Our first date was on the Fourth of July; my first ever 4H tractor pull in the bible belt of the great US of Eh.
I had celebrated Canada Day with other friends in more different surroundings days before, so for me the days are now a combined ultra patriotic fest with friends and family. More importantly it is also reflective.
I like to tease my American friends about the War of 1812, which most of them never heard of but I simply refer them to the Liberty Bell for proof it really took place. I take the chance to be all Canadian and lay down the knowledge that in 1775 the US Revolutionary War had made it’s way to the Northern Maritime and for a while the US occupied Montreal before invading Quebec. I let them take the opportunity in turn to make fun of me for saying ‘aboot’

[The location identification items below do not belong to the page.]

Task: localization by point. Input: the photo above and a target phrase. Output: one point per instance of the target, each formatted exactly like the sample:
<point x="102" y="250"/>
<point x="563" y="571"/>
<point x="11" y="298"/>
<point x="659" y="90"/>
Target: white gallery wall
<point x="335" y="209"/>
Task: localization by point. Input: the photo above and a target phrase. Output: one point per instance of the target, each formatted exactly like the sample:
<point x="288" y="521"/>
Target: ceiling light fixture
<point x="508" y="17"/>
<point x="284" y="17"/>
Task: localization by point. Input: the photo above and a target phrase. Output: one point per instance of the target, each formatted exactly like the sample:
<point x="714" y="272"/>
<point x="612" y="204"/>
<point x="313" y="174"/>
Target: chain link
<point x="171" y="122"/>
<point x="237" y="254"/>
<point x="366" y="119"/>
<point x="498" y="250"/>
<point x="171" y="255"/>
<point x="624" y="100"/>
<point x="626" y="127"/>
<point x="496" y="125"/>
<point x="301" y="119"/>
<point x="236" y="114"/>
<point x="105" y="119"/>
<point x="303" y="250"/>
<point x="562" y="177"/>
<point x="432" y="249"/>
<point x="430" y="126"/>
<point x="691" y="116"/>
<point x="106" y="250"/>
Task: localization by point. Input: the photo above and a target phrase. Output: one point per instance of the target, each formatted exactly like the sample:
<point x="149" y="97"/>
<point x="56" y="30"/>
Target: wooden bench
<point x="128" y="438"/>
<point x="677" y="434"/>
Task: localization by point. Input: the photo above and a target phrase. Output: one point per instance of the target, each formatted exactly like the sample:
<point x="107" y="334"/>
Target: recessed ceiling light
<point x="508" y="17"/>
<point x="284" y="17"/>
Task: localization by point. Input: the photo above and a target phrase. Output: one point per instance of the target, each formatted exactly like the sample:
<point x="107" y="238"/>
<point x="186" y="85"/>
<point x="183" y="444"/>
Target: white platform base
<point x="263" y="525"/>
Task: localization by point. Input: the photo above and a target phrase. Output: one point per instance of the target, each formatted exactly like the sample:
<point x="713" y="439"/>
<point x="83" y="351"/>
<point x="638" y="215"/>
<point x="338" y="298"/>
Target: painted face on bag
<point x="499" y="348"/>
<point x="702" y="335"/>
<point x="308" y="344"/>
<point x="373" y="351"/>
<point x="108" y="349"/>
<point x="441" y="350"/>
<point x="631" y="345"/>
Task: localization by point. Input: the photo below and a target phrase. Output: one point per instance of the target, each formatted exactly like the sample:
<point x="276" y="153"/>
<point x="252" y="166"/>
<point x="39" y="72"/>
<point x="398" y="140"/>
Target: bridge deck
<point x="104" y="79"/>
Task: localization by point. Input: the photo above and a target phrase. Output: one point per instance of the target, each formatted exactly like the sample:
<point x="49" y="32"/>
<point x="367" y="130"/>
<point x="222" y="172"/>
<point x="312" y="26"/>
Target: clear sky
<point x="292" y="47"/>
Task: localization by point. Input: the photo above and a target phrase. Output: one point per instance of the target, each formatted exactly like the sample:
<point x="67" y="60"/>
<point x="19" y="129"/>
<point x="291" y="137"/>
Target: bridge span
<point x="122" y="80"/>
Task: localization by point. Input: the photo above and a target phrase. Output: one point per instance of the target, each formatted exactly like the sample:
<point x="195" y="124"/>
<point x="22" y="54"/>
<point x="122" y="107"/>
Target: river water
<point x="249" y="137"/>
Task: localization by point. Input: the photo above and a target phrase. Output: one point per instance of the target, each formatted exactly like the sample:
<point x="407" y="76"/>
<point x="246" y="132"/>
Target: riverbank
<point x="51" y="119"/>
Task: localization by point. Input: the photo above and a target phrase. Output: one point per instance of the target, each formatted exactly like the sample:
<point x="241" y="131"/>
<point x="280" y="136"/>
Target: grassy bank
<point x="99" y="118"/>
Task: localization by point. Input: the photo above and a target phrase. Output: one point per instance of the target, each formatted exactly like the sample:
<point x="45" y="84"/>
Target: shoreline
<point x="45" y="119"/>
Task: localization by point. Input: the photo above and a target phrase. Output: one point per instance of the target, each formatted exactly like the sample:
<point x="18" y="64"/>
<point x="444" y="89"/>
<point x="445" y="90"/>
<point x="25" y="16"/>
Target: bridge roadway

I remember my first year in the US, I had questioned what I had done. People assumed because I was a smart white girl that spoke a form of English that I would just slide into an easy life and fit in. I didn’t – it was fraught with tears, social confusion and isolation but through it I had my partner.
The subtleties are small but big enough when it comes to morals and ethics – I truly believe we want the same things for ourselves, our countrymen and our kids but the way in which we go about them are drastically different. It is no different than my marriage, it has some well defined borders and other missing all together but at the end of the day the state of my marital union is what matters most.
I am really fortunate to be of both worlds, to know both countries intimately and have those options to express that much more love for the people I call my own. My status as a human being on this planet is simply of one trying to navigate the world in which I live, beyond and within national borders, it is no different than my finding fulfillment in my plural relationships.
Perhaps it is this immigration experience that has also had an effect on how I have changed my approach to a secondary partner, to maintain my Canadian identity while forming an American one takes a lot of deliberation, commitment and forgiveness. I must be both wife and lover to two different people but in the middle is always me and I have to remember I am from a different experiences and I must take care to remember the little things do add up.
I know who I am, every day I am able to look myself in the mirror and be okay with what I see and I approach every day as a call to endless possibilities. I didn’t ever think I would be here but yet here I am, happy.
Happy Canada Day and Independence Day.